Home | Reviews | Exclusive Writings | Great Links | Miscellaneous | FAQ | Contact Us

Cold Creek Manor /

Rated: R

Starring: Dennis Quaid, Sharon Stone, Stephen Dorff, Juliette Lewis, Christopher Plummer
Directed by: Mike Figgis
Produced by: Annie Stewart, Mike Figgis, Richard Jefferies
Written by: Richard Jefferies
Distributor: Touchtone Pictures


     Should a movie really be considered successful if it does the exact opposite of what it intends to do? In most cases, I think not. If you find yourself walking into a screening of Cold Creek Manor, I would hope that you’re not looking for a horror movie. Unlike the recent campy slashers Freddy vs. Jason, Cabin Fever, and Wrong Turn, the makers behind Cold Creek Manor actually believe that they’ve crafted a terrifying tale. Sadly it’s a laughable, conventional, clichéd, worthless mess of ideas that comes to an air-headed conclusion, after slowly plodding along for an hour and fifty-minutes of sheer nothingness. It is entertainingly likeable, though—which says something—even if that something is very, very close to nothing at all.

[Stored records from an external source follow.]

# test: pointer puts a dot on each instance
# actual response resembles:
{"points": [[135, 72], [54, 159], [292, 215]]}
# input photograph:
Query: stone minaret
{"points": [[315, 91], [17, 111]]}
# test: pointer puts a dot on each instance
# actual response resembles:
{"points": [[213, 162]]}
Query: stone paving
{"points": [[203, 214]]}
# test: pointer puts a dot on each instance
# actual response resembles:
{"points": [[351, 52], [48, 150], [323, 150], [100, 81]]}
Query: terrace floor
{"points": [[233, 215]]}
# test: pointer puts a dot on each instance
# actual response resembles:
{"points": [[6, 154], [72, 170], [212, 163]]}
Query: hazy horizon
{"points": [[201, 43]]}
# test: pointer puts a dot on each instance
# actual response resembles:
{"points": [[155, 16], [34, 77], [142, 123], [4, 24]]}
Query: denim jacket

     Marketed as some sort of supernatural thriller, Cold Creek Manor may draw in a broad range of audiences, but most viewers won’t be satisfied by its mediocre execution. What could’ve been an insanely creepy and intriguing motion picture turns out to be a lackluster exercise in creating suspense. Cold Creek Manor has a great premise and some compelling ideas, but they are never developed in the right way. The strange and predictable plot is the driest aspect of the entire film.

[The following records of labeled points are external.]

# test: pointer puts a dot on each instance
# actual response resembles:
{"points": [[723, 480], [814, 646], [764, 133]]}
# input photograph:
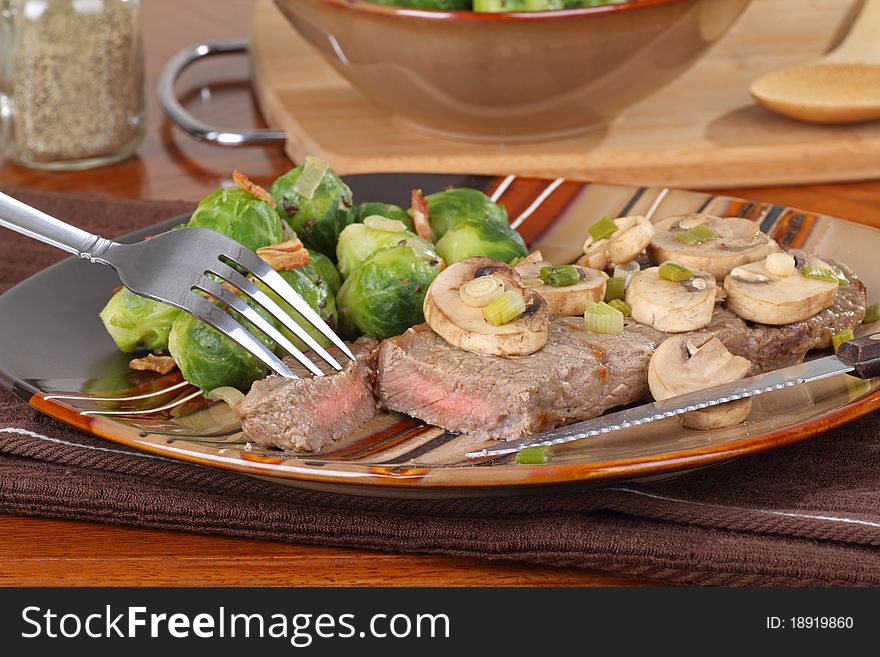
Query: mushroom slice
{"points": [[465, 327], [570, 300], [738, 242], [672, 306], [755, 294], [633, 234], [680, 366]]}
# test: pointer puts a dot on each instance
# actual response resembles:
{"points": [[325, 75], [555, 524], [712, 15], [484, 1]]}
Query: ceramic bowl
{"points": [[515, 76]]}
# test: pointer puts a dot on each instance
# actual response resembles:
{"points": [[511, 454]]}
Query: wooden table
{"points": [[170, 165]]}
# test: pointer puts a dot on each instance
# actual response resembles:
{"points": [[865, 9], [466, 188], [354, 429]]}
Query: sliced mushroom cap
{"points": [[755, 294], [680, 366], [570, 300], [739, 241], [465, 326], [633, 234], [673, 307]]}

     Cooper Tilson (Dennis Quaid), his wife Leah (Sharon Stone), and their two children (Kirsten Stewart and Ryan Wilson) are a New York City family, often distressed by living in such a crowded and fast-paced place. An independent documentarian, Cooper could easily work from another location, and Leah could afford to quit her job as a business woman, as well. Before long, and as expected, the Tilson’s find themselves moving away from the city and into the country, to an inexpensive giant, old estate with 1,200 acres of property to go along with it.

     The place hasn’t been inhabited for awhile and all the contents have been left in it, as the previous owner had been serving a three-year jail-term. Certain parts of it are rundown and in desperate need of fixing up. As fate would have it, one day, that same man (Stephen Dorff) who owned the house prior to the Tilson’s, invites himself inside and asks for a maintenance job. Hesitantly, Cooper accepts his offer. As days pass, the man, named Dale Massey, tells Cooper about his past. Cooper learns about Dale’s old wife and children, who supposedly took off one day, and he never saw them again. Later in the movie, mysteries emerge. What really happened to Dale’s former family? What happened in the Tilson’s house, before they owned it? What are they getting themselves into?

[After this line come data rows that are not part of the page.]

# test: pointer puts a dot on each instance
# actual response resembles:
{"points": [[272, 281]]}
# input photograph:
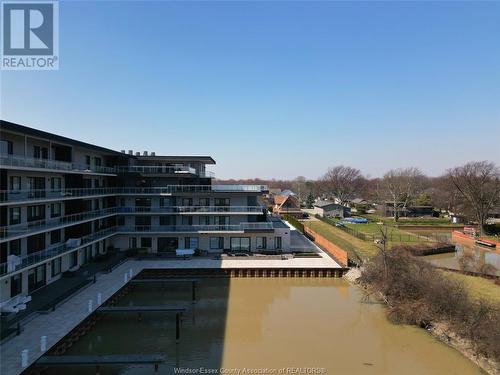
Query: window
{"points": [[6, 147], [146, 242], [36, 212], [240, 243], [132, 242], [277, 242], [14, 215], [167, 220], [167, 202], [73, 259], [216, 243], [16, 285], [222, 201], [15, 247], [191, 242], [221, 220], [143, 222], [37, 154], [55, 183], [187, 202], [187, 220], [36, 278], [143, 202], [35, 243], [261, 242], [55, 236], [15, 182], [204, 202], [36, 183], [56, 266], [204, 220], [40, 152], [55, 210]]}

     Up until this point, everything is jolly. We are engaged and captivated by Cold Creek Manor, and it works. But right when my hopes for a fabulous climax and a haunting conclusion skyrocketed, due to what I had seen so far, the movie began to plummet. And I don’t just mean it reaches a decline in likeability, I mean it falls into a bottomless pit. Between this flick and the disappointing (but superior) Matchstick Men, I’m convinced that most filmmakers and screenwriters these days aren’t capable of creating decent endings. The final act of Cold Creek Manor, albeit corny, ironic, and enjoyable, contains, roughly, the most obvious thirty-five minutes in the entire history of cinema.

     There is no single person we can blame for this. Certain people’s work is successful at times, and gut-bustlingly nonsensical, at others. The two features of Cold Creek Manor that are the most distasteful are the production, by Annie Stewart, Mike Figgis, and Richard Jefferies and the score, by Figgis, as well. He is also the director, but his work in that department is actually good, and one of the only admirable technical aspects of the film.

     Until Cold Creek Manor makes a run on cable TV, do yourself a favor and forget about seeing it. There are definitely some fun segments in it, but as a whole, it’s nothing short of disastrous. One day, I hope Hollywood will leave all that’s conventional behind, and incorporate more originality into mainstream cinema. Sadly, looking foreward at the rest of this year’s releases, it’s hard to conclude that that day will come anytime soon. Cold Creek Manor is just another piece of trash that should’ve been made for TV, clogging up the screens of multiplexes. Until I see it playing on a network channel during the daytime (where it should be), I will not rest. As for now—I have one thing to say—make it stop, please! Oh god, just make it stop.